A recent Fidelity report estimated that someone who is 65 years old and retiring could expect to spend in excess of $157,500 in medical expenses during their retirement which I think we can all agree is a bit of a breath-taking number. It is even more shocking when the advertisements focus on a big bold $315,000 while using a much smaller font to clarify that this is for two people. Of course, being over age 65, you’ll be paying for Medicare which will be sucked out of your Social Security benefit payment before it even hits your bank account. This equates to about $55,000 of that $157k. If we take the balance and divide it up over a 20-year life expectancy, we could be spending upwards of $8,500/year in medical expenses but here again, the illusion is that you’ll spend that each and every year, which is rarely the case. The majority of us will spend the bulk of our medical dollars (estimates are up to a third) in the last few years of our lives as our medical industry continues to grapple with balancing their “Do anything to keep the patient alive” and the “Is this really the right thing to do” ethical challenge. Fun fact – CPR when you are older will most likely break your ribs so sure, you’ll be back alive but immobile and really, really uncomfortable for quite a while…
What’s another number that is often misinterpreted? How about life insurance estimates. Pop into your local life insurance sales office and they’ll run a formula that inevitably shows you need well in excess of $1 mill (or $2 mil or $3 mil) of life insurance (having spent a number of years on the dark side I can brush off that skillset and run those estimates for you if you want…). Stepping back and dissecting the situation can provide a more realistic insurance need. Are there toddlers in the house? Small children are a very different insurance criteria than older children and no one should be insuring to cover the cost of higher education. The majority of widows/widowers sell the marital house so the old adage of “paying off the house” generally means buying too much insurance. Creating a cushion for the survivor to rebuild their life – absolutely. Replacing someone’s earned income for a lifetime – probably not.

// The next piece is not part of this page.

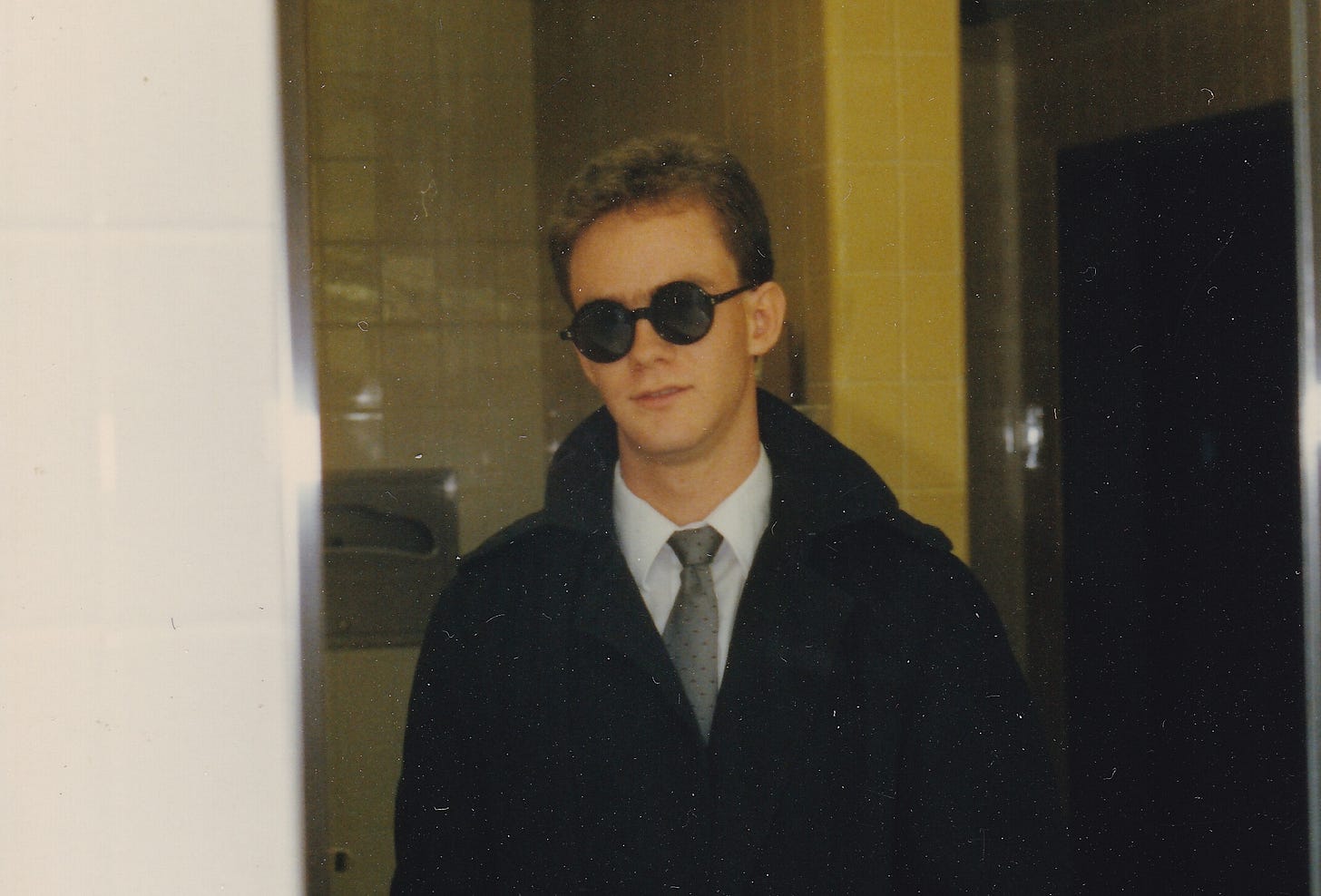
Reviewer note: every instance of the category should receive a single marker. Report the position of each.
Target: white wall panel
(150, 669)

Numbers, particularly when they are expressed in currency are curious things. For reasons known only to a handful of psychology professors, putting that “$” sign in front of number makes our brains go all wonky. Some people literally can’t grasp a number with a “$” but are able to digest that same number without it. For others, popping a “$” in front of a number is a quick trip to a panic attack. Add a layer of emotional stress on top (like a divorce or widowhood) and you have the recipe for poor decision making. Society has built an entire industry around people and their reactions to numbers – Behavioral Finance, which is the study of how psychological influences can affect investors and financial markets.
The hard-core capitalists amongst us believe in the “efficient market theory” which states that all investments are priced fairly based on all available public information. Of course, the realists amongst us are fast to point out the ongoing issue of insider trading (although not as rampant as in years gone by it certainly isn’t a dead & buried issue) and the fact that the “efficient market theory” doesn’t take into account peoples’ irrational behavior when it comes to money and investments. Think of it this way – raise your hand if you’ve clicked that “check out my cart” button only to regret your purchase when the box arrives on your doorstep. Now imagine compounding that by selling (or purchasing) and investment that doesn’t begin to fit with your financial goal(s). People do crazy things for crazy reasons and the “efficient market theory” can’t even begin to comprehend that.
Whew, where are my fingers going with this?!? Making financial decisions means understanding the impact on your overall financial health (think of it as a “no regrets” check out button). Thinking of getting that new, super-duper set of hearing aids? Go right ahead as long as you’ve incorporated that expense in your annual medical spending. Thinking of putting some life insurance in place? Stop and ask yourself – “what” am I insuring, and do I understand the insurance product I’m purchasing. Purchasing el cheapo concert tickets for your favorite musical artist at a “bucket list venue” in October? Take a moment to calculate how much it’s going to cost to fly to Italy (a little peek into Kitty’s fall schedule….).
Numbers are scary, no doubt about it and advertisers want you to be scared. The great thing about scary is that we can crush it with education and there’s plenty of that out there.